[RFC] drm/scheduler: Remove mention of TDR from scheduler API

Tue Feb 11 18:14:25 UTC 2025

On Thu, Feb 06, 2025 at 10:20:43AM +0000, Tvrtko Ursulin wrote:
> 
> On 06/02/2025 06:45, Matthew Brost wrote:
> > On Wed, Feb 05, 2025 at 01:44:48PM +0100, Christian König wrote:
> > > Am 05.02.25 um 12:14 schrieb Tvrtko Ursulin:
> > > > Christian suggests scheduler should not use the term TDR because it only
> > > > can do basic timeout detection on it's own, not the full blown timeout-
> > > > detection-and-recovery (TDR) as the term is generally understood.
> > > 
> > > There is even more to the term TDR on Windows than
> > > timeout-detection-and-recovery.
> > > 
> > > For example it includes a certain signaling of errors which works totally
> > > different on Linux.
> > > 
> > > > Attempt to rename it to a more basic drm_sched_trigger_timeout.
> > > > 
> > > > Signed-off-by: Tvrtko Ursulin <tvrtko.ursulin at igalia.com>
> > > > Suggested-by: Christian König <christian.koenig at amd.com>
> > > > Cc: Christian König <christian.koenig at amd.com>
> > > > Cc: Danilo Krummrich <dakr at redhat.com>
> > > > Cc: Matthew Brost <matthew.brost at intel.com>
> > > > Cc: Philipp Stanner <pstanner at redhat.com>
> > > > Cc: Lucas De Marchi <lucas.demarchi at intel.com>
> > > > Cc: "Thomas Hellström" <thomas.hellstrom at linux.intel.com>
> > > > Cc: Rodrigo Vivi <rodrigo.vivi at intel.com>
> > > > Cc: intel-xe at lists.freedesktop.org
> > > > ---
> > > > While doing this I have however noticed the pre-existing drm_sched_fault
> > > > API sitting right below drm_sched_tdr_queue_imm() added by
> > > > 3c6c7ca4508b ("drm/sched: Add a helper to queue TDR immediately").
> > > > 
> > > > It does not appear to be documented in the kernel doc why is the
> > > > newer API setting sched->timeout permanently to zero, or why are
> > > > both needed and what are the considerations to use one versus the
> > > > other. Perhaps Matt can clarify as the author of the newer API.
> > > 
> > > Oh, good point. I wasn't aware of that duplication.
> > > 
> > 
> > The newer API in Xe is used when we ban a queue to flush out all
> > remaining job's on the queue - even ones yet to be scheduled. Unsure
> > how the old API is used in other drivers but it doesn't work for Xe's
> > use case.
> 
> I am not sure how timeout handling relates to jobs not yet scheduled.
> Timeout worker only looks at the sched->pending_list to start with.
> Drm_sched_tdr_queue_imm will also only queue the worker if there is
> something on the pending_list.
> 
> I think we should fully understand what exactly doesn't work so we can
> formulate a plan on either how to document the newer helper better, or how
> to remove and consolidate.
> 
> Is xe using it as a one way transition - ie when it sets sched->timeout to
> zero it never restores that scheduler instance into normal operation?
> 

It is a one way transition. So all future submissions immediately timeout too.

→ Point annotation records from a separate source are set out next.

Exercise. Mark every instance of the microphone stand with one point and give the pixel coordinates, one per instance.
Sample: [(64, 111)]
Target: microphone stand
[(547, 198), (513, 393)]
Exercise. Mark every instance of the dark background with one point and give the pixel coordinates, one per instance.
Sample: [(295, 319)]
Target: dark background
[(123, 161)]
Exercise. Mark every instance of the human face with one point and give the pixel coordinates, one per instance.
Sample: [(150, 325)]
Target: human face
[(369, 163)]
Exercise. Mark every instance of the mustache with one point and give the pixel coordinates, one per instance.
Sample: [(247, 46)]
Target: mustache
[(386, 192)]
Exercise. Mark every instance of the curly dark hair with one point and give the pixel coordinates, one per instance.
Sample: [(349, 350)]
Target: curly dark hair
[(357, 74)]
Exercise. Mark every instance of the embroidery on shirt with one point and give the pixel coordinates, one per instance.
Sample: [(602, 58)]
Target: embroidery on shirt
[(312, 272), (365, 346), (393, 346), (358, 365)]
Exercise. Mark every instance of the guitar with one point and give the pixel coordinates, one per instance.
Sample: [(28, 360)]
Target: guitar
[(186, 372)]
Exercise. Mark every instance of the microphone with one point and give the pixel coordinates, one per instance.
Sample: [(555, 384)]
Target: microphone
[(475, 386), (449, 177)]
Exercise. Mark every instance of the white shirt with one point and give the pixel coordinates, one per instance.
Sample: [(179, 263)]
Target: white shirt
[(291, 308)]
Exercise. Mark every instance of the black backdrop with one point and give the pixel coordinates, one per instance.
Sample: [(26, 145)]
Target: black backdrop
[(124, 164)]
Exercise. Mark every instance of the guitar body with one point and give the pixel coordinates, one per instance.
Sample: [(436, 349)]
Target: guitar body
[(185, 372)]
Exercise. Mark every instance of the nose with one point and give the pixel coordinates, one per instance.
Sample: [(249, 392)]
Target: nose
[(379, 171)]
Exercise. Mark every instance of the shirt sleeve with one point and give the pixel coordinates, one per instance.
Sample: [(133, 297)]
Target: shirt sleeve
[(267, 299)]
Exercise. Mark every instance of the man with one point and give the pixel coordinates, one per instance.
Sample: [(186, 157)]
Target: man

> In which case one option could be to remove drm_sched_tdr_queue_imm and add
> something like drm_sched_set_timeout. AFAICT a sequence of
> drm_sched_set_timeout and drm_sched_fault would have the same effect as
> drm_sched_tdr_queue_imm. But setting the timeout to zero to start with
> sounds dodgy so not sure.
>

Yes, drm_sched_set_timeout + drm_sched_fault would have the same affect.
I think at one point before merging Xe's DRM scheduler changes I had a
set timeout function but the review comments lead to
drm_sched_tdr_queue_imm.

> Are you perhaps simply wanting a "draining" (as opposed to re-queueing with
> a timeout) version of the timeout handler? In which case
> drm_sched_tdr_queue_imm and it's kernel doc should have as minimumn explain
> that. Although personally I would prefer a more explicit helper for that.
>

We never re-queue anything in Xe aside from an entire device reset. Once
something bad happens on a queue we ban it from use at the exec IOCTL
and call drm_sched_tdr_queue_imm will has the affect of immediately
timing out jobs. The TDR (or whatever we rename this too) kicks the
queue off the hardware and signals all fences.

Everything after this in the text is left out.